Chaperones are molecular machines that help proteins in the cell fold into their proper shape. Among them, UNC45 plays a critical role in muscle health by ensuring the proper function of myosin, a key protein essential for muscle movement. UNC45 manages this by directing damaged myosin to degradation pathways while guiding correctly folded myosin toward assembly. Researchers from Tim Clausen’s lab at the IMP have uncovered the mechanisms behind this process, providing new insights into how disruptions in myosin quality control can lead to serious muscle disorders. Their findings have been published in Nature Communications.
Muscle movement relies on the interaction between two key proteins: actin and myosin. These proteins slide past each other to generate the force needed for movement. For this process to work efficiently, actin and myosin must be precisely organized within the sarcomere, the basic structural and functional unit of muscle cells. This arrangement is crucial for maintaining muscle health, particularly during exercise, periods of stress, and as the body ages.

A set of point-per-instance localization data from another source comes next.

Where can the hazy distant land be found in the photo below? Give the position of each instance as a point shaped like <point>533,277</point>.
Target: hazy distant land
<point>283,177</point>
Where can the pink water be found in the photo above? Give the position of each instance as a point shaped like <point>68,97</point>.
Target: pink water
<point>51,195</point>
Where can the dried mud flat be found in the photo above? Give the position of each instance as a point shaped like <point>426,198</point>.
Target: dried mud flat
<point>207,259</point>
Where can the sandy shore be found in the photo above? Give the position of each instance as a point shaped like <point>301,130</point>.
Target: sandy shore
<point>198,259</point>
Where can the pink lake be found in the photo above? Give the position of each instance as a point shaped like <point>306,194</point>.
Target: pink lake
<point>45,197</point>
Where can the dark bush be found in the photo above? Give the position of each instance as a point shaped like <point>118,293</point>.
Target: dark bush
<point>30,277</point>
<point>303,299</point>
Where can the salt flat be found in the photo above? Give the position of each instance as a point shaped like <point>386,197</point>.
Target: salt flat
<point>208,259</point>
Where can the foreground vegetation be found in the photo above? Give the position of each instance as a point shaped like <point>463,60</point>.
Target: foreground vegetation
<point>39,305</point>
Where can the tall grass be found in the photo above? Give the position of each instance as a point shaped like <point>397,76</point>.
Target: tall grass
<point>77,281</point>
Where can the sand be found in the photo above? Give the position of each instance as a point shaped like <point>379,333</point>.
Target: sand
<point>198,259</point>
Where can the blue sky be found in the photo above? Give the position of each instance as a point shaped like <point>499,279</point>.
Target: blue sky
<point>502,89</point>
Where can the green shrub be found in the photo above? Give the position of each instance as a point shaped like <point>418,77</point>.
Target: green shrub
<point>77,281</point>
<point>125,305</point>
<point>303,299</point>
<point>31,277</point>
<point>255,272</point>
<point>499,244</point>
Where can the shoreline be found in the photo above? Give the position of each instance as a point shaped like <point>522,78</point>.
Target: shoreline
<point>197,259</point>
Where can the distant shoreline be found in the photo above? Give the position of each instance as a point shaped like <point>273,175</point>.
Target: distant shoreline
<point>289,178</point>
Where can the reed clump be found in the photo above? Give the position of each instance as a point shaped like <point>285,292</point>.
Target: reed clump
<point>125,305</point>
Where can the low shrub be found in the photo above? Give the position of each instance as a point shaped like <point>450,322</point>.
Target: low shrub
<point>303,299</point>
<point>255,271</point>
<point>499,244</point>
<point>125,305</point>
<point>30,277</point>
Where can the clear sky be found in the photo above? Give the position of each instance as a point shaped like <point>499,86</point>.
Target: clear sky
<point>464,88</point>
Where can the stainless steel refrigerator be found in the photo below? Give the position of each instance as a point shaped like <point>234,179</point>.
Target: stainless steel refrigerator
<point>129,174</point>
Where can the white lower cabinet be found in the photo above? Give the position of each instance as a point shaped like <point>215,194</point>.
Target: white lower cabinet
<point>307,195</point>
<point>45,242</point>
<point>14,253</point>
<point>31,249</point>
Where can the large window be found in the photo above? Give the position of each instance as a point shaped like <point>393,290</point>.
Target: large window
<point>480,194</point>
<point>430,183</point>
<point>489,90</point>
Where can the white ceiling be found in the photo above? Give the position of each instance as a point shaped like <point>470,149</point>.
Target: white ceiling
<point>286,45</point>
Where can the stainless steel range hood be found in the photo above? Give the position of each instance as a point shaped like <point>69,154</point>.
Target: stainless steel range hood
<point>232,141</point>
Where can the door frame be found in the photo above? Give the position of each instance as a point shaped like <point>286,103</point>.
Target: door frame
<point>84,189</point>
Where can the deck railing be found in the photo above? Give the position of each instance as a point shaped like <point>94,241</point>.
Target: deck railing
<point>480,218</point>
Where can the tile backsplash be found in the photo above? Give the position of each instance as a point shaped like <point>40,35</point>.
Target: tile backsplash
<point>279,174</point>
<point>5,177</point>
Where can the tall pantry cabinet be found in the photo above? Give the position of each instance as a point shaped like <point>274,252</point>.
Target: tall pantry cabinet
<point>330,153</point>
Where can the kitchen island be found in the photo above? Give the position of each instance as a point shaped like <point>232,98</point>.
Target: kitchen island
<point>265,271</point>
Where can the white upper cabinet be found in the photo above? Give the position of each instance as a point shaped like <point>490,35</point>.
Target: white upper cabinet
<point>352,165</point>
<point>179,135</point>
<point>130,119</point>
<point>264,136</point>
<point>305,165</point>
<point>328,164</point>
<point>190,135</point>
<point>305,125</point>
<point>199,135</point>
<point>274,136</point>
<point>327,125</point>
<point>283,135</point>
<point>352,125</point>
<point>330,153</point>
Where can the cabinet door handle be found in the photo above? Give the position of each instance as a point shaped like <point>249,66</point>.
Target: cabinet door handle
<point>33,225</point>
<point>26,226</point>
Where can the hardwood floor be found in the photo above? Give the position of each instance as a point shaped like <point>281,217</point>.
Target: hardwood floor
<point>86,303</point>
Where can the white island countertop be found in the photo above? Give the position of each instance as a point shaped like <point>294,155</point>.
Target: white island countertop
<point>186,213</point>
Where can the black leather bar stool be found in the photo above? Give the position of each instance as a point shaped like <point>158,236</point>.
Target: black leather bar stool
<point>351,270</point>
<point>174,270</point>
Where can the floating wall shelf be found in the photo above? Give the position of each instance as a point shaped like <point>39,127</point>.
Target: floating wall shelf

To ensure proteins achieve their correct shape, cells use specialized molecular assistants called chaperones. These chaperones act as caretakers, helping proteins fold and assemble correctly. For myosin, which makes up about 16% of the total protein in muscle cells, proper structure is especially important. One critical chaperone for this task is UNC45, found in all eukaryotic organisms. Identified through genetic studies, UNC45 plays a vital role in shaping myosin and preserving the integrity of the sarcomere. The importance of UNC45 is evident in severe muscle disorders, known as myopathies, which can result from mutations in the UNC45 gene.